Keith B. Davis, an analyst with Farr Miller & Washington, noted that bank profits have relied heavily recently on trading. He said the biggest risk is that regulators will simply target all trading revenues given the blurry line between proprietary and nonproprietary trading.
"The ironic thing is the revenues [large banks] have been able to generate in the last two years in this area have saved them," he said. "They have been able to use these huge revenues in trading" to offset steep credit losses.
Ed Yingling, the president and chief executive of the American Bankers Association, said the plan would force the break-up of large banks.
"If you look at it literally as proposed there are institutions that are engaged in these activities they would have to stop or unwind," he said. "I think that is what the stock market is reacting to now. They are showing the big banks are getting clobbered."
One of the hardest-hit stocks Thursday was Goldman Sachs, falling more than 4%, and it may have the toughest time complying if Obama's plan becomes law.
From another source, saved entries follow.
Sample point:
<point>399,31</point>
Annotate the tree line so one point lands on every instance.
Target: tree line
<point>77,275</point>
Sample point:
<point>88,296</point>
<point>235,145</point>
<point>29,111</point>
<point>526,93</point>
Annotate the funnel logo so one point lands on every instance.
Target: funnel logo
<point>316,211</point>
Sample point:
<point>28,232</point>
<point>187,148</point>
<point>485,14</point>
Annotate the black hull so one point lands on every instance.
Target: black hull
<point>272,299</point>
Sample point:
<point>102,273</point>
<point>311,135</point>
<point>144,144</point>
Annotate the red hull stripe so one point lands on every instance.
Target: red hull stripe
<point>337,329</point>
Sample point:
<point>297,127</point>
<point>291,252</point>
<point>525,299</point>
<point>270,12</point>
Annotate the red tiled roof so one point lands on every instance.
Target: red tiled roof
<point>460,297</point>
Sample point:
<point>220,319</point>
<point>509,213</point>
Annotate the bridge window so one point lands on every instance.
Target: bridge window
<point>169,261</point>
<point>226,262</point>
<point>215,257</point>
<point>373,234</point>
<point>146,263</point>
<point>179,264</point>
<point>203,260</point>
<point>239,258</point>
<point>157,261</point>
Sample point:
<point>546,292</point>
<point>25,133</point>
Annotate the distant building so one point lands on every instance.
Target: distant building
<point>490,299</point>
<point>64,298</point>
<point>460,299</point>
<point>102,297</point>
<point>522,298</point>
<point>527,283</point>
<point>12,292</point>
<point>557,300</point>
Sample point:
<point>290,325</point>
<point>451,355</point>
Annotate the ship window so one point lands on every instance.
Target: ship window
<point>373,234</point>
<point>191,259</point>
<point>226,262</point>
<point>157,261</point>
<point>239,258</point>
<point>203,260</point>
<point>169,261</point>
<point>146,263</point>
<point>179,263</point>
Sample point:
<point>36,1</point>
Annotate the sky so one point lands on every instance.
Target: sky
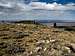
<point>28,8</point>
<point>58,1</point>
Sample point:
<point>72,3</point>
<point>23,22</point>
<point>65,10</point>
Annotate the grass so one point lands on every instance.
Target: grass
<point>23,39</point>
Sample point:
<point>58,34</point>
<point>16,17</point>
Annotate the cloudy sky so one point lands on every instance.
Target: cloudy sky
<point>25,9</point>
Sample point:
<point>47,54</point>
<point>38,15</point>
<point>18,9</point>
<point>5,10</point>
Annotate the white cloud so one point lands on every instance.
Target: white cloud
<point>53,6</point>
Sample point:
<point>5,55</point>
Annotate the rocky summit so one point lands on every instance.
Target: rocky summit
<point>19,39</point>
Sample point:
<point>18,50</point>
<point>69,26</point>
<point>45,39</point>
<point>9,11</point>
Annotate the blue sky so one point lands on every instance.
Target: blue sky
<point>58,1</point>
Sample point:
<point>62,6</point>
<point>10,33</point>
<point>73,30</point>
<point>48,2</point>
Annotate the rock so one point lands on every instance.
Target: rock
<point>37,49</point>
<point>72,47</point>
<point>13,49</point>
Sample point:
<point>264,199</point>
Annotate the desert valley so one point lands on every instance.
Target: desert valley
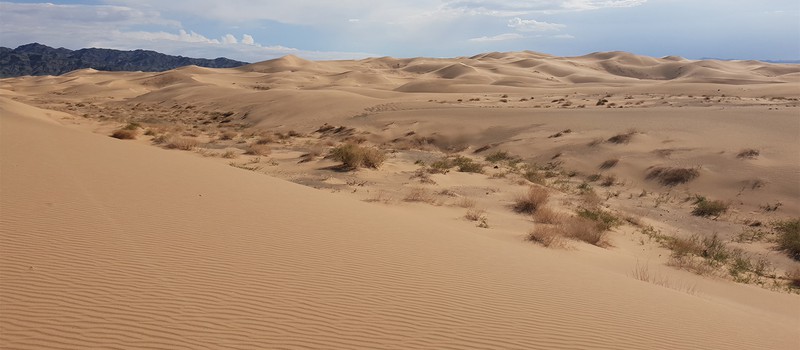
<point>501,201</point>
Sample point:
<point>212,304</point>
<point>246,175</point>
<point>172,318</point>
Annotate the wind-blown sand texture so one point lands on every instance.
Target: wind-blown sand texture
<point>114,244</point>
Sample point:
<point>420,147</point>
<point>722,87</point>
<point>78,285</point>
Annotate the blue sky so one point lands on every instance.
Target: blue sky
<point>253,30</point>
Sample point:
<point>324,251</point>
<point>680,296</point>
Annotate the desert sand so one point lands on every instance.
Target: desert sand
<point>251,238</point>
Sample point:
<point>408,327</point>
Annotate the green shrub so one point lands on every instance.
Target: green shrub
<point>672,176</point>
<point>605,220</point>
<point>354,156</point>
<point>789,237</point>
<point>124,134</point>
<point>706,208</point>
<point>531,200</point>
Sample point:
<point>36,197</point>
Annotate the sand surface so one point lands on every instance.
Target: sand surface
<point>117,244</point>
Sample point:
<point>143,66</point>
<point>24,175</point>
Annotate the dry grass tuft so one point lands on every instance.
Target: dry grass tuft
<point>622,138</point>
<point>257,150</point>
<point>584,230</point>
<point>608,164</point>
<point>548,236</point>
<point>420,194</point>
<point>706,208</point>
<point>354,156</point>
<point>545,215</point>
<point>475,214</point>
<point>672,176</point>
<point>531,200</point>
<point>748,154</point>
<point>180,143</point>
<point>124,134</point>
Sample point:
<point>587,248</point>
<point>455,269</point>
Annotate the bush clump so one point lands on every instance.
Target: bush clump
<point>124,134</point>
<point>789,237</point>
<point>531,200</point>
<point>354,156</point>
<point>672,176</point>
<point>706,208</point>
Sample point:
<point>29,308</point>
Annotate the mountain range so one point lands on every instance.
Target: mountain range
<point>38,59</point>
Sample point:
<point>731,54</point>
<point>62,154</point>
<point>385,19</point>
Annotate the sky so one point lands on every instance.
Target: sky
<point>257,30</point>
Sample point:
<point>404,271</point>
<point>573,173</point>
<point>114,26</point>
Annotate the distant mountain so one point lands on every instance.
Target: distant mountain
<point>38,59</point>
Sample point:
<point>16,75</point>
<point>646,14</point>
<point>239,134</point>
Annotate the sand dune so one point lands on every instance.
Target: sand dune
<point>108,243</point>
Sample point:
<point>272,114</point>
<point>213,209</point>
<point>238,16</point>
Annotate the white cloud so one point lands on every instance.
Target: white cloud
<point>229,39</point>
<point>120,27</point>
<point>248,39</point>
<point>581,5</point>
<point>532,25</point>
<point>500,37</point>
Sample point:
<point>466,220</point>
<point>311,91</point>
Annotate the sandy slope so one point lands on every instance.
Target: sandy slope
<point>115,244</point>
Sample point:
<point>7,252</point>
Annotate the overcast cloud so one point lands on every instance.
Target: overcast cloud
<point>254,30</point>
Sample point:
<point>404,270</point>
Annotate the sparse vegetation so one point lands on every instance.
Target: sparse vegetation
<point>548,236</point>
<point>534,176</point>
<point>464,165</point>
<point>748,154</point>
<point>354,156</point>
<point>608,164</point>
<point>420,194</point>
<point>258,150</point>
<point>584,230</point>
<point>672,176</point>
<point>788,239</point>
<point>545,215</point>
<point>531,200</point>
<point>622,138</point>
<point>604,220</point>
<point>475,214</point>
<point>708,208</point>
<point>180,143</point>
<point>500,156</point>
<point>124,134</point>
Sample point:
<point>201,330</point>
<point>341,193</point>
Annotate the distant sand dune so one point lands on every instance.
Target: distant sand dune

It could escape coverage by getting rid of its bank, but doing so would cost Goldman access to the discount window.
That access is one of the first things the government provided when markets started crumbling in the spring of 2008, so a policy pushing investment banks to dump their banks may seem counterintuitive.
"You can do proprietary trading or you can own a bank, but you can't do both," said a senior administration official who briefed reporters on the president's plan.
The impact on commercial banks could be minimal, Cox said, because they derive most of their investment banking earnings from the fixed-income markets and advisory fees, rather than proprietary trading. "The more levered you are to the consumer, the less levered you are to proprietary trading," he said. "It seems to me this is more of a dare to get Goldman Sachs and Morgan Stanley to give up their bank holding company status."
The administration official did stress that the president does not intend for these policies to be applied retroactively.
"It's designed to restrain future growth," he said. "It's not about reducing liabilities within the … existing structure."
The president definitely struck a chord with some.
"Limiting the size and risk-taking abilities of our nation's largest banks will make the financial sector more accountable and more competitive," Heather McGhee, D.C. director of Demos, said in a statement. "The president has now drawn a line in the sand for Congress — stand with those greedy big banks that got us into this mess or demand transparency and accountability from Wall Street."
Bert Ely, a veteran observer of both the industry and its oversight, connected Obama's announcement Thursday to Republican Scott Brown's winning the Massachusetts Senate seat on Tuesday.
"The administration is trying to rebuild its political fortunes, especially after Brown's victory," the president of Ely & Co. said. "The president and his folks seem to think this big-bank bashing is the way to rebuild their polling numbers."
Paul Davis, Stacy Kaper and Matthew Monks contributed to this story.